Michael não levantou a voz uma só vez, mas suas palavras tiveram um efeito moderador sobre Greene e Freddie. Ele fixou o olhar em ambos, afastando-se da mesa para indicar que esperava que os dois se retirassem. Hagen foi até a porta e abriu-a. Os dois homens saíram sem dizer boa noite.
Na manhã seguinte, Michael Corleone recebeu um recado de Moe Greene: ele não venderia a sua parte do hotel por preço algum. Foi Freddie quem trouxe o recado. Michael deu de ombros e disse para o irmão:
— Quero ver Nino antes de voltar para Nova York.
No apartamento de Nino, encontraram Johnny Fontane sentado no sofá tomando o seu breakfast. Jules examinava Nino atrás do reposteiro fechado do quarto de dormir. Finalmente, o reposteiro se abriu.
Michael ficou chocado com o aspecto de Nino. O homem estava visivelmente se desintegrando. Os olhos estavam ofuscados, a boca mole, todos os músculos de seu rosto bambos. Michael sentou-se na beira da cama e disse:
—Nino, foi bom encontrá-lo. O Don sempre pergunta por você.
Nino deu um riso sarcástico, o seu velho riso.
— Diga a ele que estou morrendo. Diga a ele que esse negócio de trabalhar em cinema e cantar é mais perigoso do que o negócio do azeite.
— Você ficará bom — retrucou Michael. — Se tem alguma coisa lhe aborrecendo que a Família possa ajudar, é só dizer.
Nino balançou a cabeça.
— Não há nada — respondeu. — Nada.
Michael conversou mais alguns instantes e depois saiu. Freddie acompanhou o irmão e seu grupo ao aeroporto, mas a pedido de Michael não ficou lá até a hora da partida. Quando tomava o avião com Tom Hagen e Albert Neri, Michael virou-se para Neri e perguntou:
— Você o marcou bem?
Neri bateu na testa e respondeu:
— Tenho Moe Greene gravado e numerado aqui.
CAPÍTULO 28
NA VIAGEM DE VOLTA de avião para Nova York, Michael Corleone recostou-se à vontade no assento e tentou dormir. Foi inútil. O período mais terrível de sua vida estava se aproximando, talvez mesmo a hora fatal. Não podia mais ser adiado. Tudo estava pronto, todas as precauções tinham sido tomadas, dois anos de precauções. Não podia mais haver prorrogação. Na semana anterior, quando o Don anunciara formalmente o seu afastamento definitivo aos caporegimes e outros membros da Família Corleone, Michael sabia que isso era o meio escolhido por seu pai para dizer-lhe que a hora tinha chegado.

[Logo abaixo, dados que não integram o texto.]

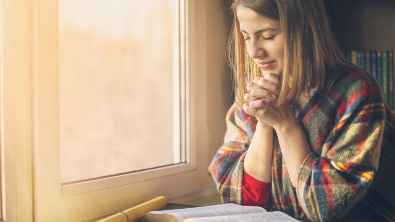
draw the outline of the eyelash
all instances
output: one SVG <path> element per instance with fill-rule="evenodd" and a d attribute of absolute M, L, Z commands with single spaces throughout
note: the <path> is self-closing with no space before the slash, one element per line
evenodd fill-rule
<path fill-rule="evenodd" d="M 262 36 L 262 38 L 264 40 L 271 40 L 272 39 L 273 39 L 274 38 L 274 35 L 273 35 L 272 36 L 270 36 L 270 37 L 267 37 L 267 38 L 264 38 L 263 36 Z M 249 37 L 248 37 L 247 38 L 244 39 L 243 40 L 244 42 L 245 42 L 247 40 L 248 40 L 249 39 Z"/>

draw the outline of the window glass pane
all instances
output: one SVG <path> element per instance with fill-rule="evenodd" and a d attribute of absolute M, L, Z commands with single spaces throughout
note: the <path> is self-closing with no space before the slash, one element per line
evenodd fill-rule
<path fill-rule="evenodd" d="M 60 0 L 62 182 L 179 162 L 176 4 Z"/>

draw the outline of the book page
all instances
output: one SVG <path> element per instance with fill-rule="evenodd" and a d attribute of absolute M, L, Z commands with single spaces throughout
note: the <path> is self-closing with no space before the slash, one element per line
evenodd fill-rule
<path fill-rule="evenodd" d="M 299 221 L 292 217 L 280 211 L 256 213 L 229 216 L 204 217 L 187 218 L 183 222 L 294 222 Z"/>
<path fill-rule="evenodd" d="M 230 203 L 207 207 L 151 211 L 149 214 L 171 214 L 176 218 L 178 221 L 183 221 L 183 219 L 189 217 L 208 217 L 265 212 L 266 212 L 266 210 L 260 207 L 244 206 Z"/>

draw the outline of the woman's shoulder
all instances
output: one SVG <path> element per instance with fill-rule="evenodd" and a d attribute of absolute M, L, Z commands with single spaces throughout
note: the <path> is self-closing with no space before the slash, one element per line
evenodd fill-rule
<path fill-rule="evenodd" d="M 381 89 L 375 78 L 370 73 L 354 65 L 335 71 L 329 83 L 330 94 L 344 99 L 373 97 L 376 102 L 382 101 Z"/>

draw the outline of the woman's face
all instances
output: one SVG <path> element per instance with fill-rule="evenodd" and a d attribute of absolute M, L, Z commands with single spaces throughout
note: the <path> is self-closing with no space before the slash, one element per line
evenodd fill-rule
<path fill-rule="evenodd" d="M 237 8 L 236 14 L 249 57 L 263 75 L 268 72 L 280 75 L 284 35 L 279 22 L 242 6 Z"/>

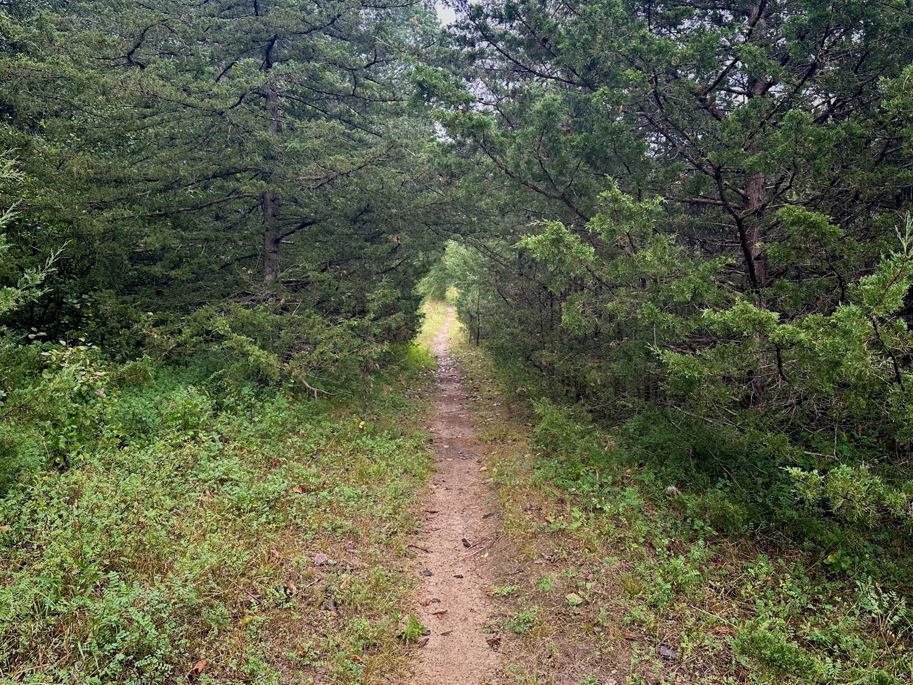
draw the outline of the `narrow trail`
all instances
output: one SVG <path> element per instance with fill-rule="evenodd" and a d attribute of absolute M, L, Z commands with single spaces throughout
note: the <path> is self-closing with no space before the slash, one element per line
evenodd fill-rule
<path fill-rule="evenodd" d="M 416 685 L 480 685 L 491 682 L 498 655 L 482 632 L 490 609 L 485 590 L 490 564 L 487 550 L 494 518 L 486 511 L 488 489 L 479 444 L 469 422 L 460 376 L 447 355 L 454 321 L 451 308 L 432 344 L 437 356 L 439 395 L 432 423 L 437 471 L 425 503 L 425 524 L 416 543 L 422 588 L 415 615 L 431 629 L 418 652 Z M 493 510 L 492 510 L 493 511 Z"/>

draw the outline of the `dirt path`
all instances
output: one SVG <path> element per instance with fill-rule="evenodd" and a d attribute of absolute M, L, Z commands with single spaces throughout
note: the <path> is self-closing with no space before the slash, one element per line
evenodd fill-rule
<path fill-rule="evenodd" d="M 487 550 L 494 519 L 486 511 L 481 450 L 469 423 L 466 394 L 447 356 L 453 321 L 451 308 L 432 345 L 440 388 L 431 427 L 437 472 L 415 545 L 423 581 L 415 615 L 431 635 L 418 652 L 411 680 L 416 685 L 488 683 L 498 664 L 486 639 L 491 636 L 482 632 L 490 608 L 485 590 L 490 578 Z"/>

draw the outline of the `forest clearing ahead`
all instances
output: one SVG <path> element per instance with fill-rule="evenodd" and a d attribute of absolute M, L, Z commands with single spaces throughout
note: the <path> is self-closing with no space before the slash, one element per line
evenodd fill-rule
<path fill-rule="evenodd" d="M 0 0 L 0 681 L 913 680 L 902 0 Z"/>

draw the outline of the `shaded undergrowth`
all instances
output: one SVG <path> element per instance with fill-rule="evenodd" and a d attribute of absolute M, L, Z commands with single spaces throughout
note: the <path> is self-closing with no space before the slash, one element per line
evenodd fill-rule
<path fill-rule="evenodd" d="M 511 592 L 496 592 L 491 629 L 509 681 L 908 680 L 900 574 L 873 577 L 864 558 L 823 558 L 771 532 L 717 530 L 720 493 L 713 506 L 712 492 L 662 481 L 624 436 L 526 402 L 481 348 L 455 354 L 505 512 L 499 587 Z"/>

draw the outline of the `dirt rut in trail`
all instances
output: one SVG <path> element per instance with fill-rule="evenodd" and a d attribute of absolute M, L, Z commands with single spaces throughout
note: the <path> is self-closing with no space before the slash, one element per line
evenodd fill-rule
<path fill-rule="evenodd" d="M 486 509 L 481 448 L 473 434 L 460 376 L 447 355 L 451 308 L 435 339 L 439 394 L 431 435 L 437 471 L 426 500 L 425 523 L 415 547 L 422 580 L 414 613 L 431 629 L 418 650 L 416 685 L 480 685 L 491 682 L 498 655 L 482 632 L 490 609 L 485 590 L 490 566 L 487 551 L 494 516 Z M 492 505 L 490 511 L 493 512 Z"/>

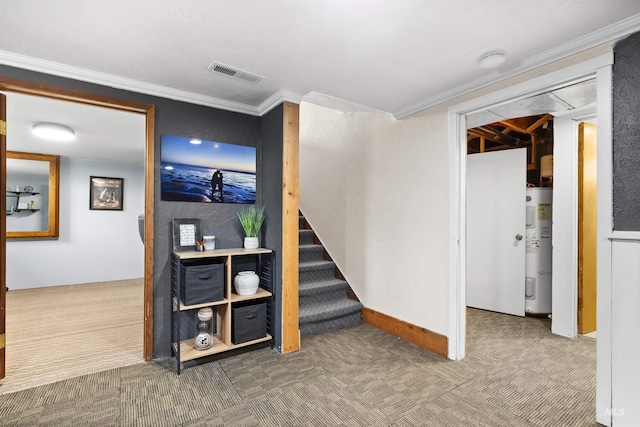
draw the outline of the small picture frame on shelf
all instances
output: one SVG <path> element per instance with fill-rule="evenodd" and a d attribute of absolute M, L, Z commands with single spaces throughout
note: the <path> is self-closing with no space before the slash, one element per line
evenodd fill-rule
<path fill-rule="evenodd" d="M 173 219 L 173 251 L 195 251 L 202 239 L 199 218 Z"/>
<path fill-rule="evenodd" d="M 121 211 L 124 178 L 92 176 L 89 178 L 89 209 Z"/>

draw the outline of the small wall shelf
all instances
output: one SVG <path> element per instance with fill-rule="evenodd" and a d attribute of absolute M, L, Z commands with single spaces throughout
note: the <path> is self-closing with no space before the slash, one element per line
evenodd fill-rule
<path fill-rule="evenodd" d="M 273 346 L 272 331 L 272 304 L 274 283 L 274 253 L 270 249 L 216 249 L 213 251 L 186 251 L 174 252 L 171 255 L 171 293 L 173 309 L 171 315 L 171 347 L 173 357 L 176 359 L 176 370 L 180 374 L 182 362 L 197 358 L 222 353 L 240 347 L 247 347 L 258 343 L 271 342 Z M 181 301 L 182 283 L 181 267 L 197 262 L 198 265 L 223 264 L 224 265 L 224 298 L 219 301 L 208 301 L 201 304 L 186 305 Z M 249 266 L 249 267 L 247 267 Z M 260 287 L 254 295 L 238 295 L 233 291 L 233 277 L 239 269 L 255 269 L 260 277 Z M 267 334 L 264 337 L 234 344 L 232 342 L 233 325 L 232 308 L 242 304 L 256 301 L 267 304 Z M 213 346 L 206 350 L 195 348 L 194 331 L 185 331 L 183 316 L 192 318 L 197 310 L 211 307 L 214 312 L 215 326 L 213 330 Z"/>
<path fill-rule="evenodd" d="M 15 209 L 12 206 L 10 210 L 7 211 L 7 215 L 13 215 L 14 213 L 17 212 L 38 212 L 40 209 L 30 209 L 30 208 L 20 208 L 20 197 L 25 197 L 25 196 L 37 196 L 40 193 L 37 192 L 33 192 L 33 191 L 7 191 L 7 197 L 15 197 L 16 198 L 16 204 L 15 204 Z"/>

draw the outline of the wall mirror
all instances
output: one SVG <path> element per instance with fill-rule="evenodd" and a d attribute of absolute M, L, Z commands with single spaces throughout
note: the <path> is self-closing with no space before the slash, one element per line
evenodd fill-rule
<path fill-rule="evenodd" d="M 7 239 L 59 233 L 60 156 L 7 151 Z"/>

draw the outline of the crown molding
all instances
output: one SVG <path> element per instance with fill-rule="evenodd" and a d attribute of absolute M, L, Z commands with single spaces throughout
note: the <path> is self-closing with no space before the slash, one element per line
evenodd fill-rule
<path fill-rule="evenodd" d="M 300 104 L 301 101 L 302 95 L 289 90 L 279 90 L 258 106 L 258 115 L 264 116 L 273 108 L 277 107 L 283 102 L 293 102 L 294 104 Z"/>
<path fill-rule="evenodd" d="M 433 107 L 446 101 L 458 98 L 483 87 L 498 83 L 502 80 L 548 65 L 593 47 L 616 42 L 630 34 L 640 31 L 640 14 L 633 15 L 615 24 L 603 27 L 586 36 L 558 45 L 539 55 L 534 55 L 520 63 L 519 66 L 501 73 L 492 73 L 485 77 L 472 80 L 450 90 L 440 92 L 434 96 L 424 98 L 393 112 L 396 119 L 402 119 L 411 114 Z"/>
<path fill-rule="evenodd" d="M 212 96 L 200 95 L 166 86 L 155 85 L 139 80 L 118 77 L 112 74 L 100 73 L 80 67 L 61 64 L 59 62 L 47 61 L 30 56 L 19 55 L 13 52 L 0 50 L 0 64 L 11 67 L 23 68 L 40 73 L 51 74 L 59 77 L 95 83 L 102 86 L 109 86 L 116 89 L 128 90 L 131 92 L 144 93 L 146 95 L 168 98 L 176 101 L 188 102 L 191 104 L 203 105 L 207 107 L 219 108 L 221 110 L 234 111 L 237 113 L 260 116 L 258 108 L 252 105 L 239 102 L 226 101 Z"/>

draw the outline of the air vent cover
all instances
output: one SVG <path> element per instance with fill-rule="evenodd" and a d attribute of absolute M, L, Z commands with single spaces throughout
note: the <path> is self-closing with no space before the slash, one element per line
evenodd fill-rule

Já fazia agora quase três anos que ele voltara para casa e mais de dois que casara com Kay. Ele levara esses três anos aprendendo o negócio da Família. Passava longas horas com Tom Hagen, longas horas com o Don. Ficou espantado ao ver como era verdadeiramente rica e poderosa a Família Corleone. Possuía imóveis imensamente valiosos no centro de Nova York, edifícios inteiros de escritórios. Tinha, através de testas-de-ferro, sociedade em duas casas de corretagem de Wall Street, partes de bancos em Long lsland, sociedade em algumas firmas centrais de roupas feitas, além das operações ilegais no jogo.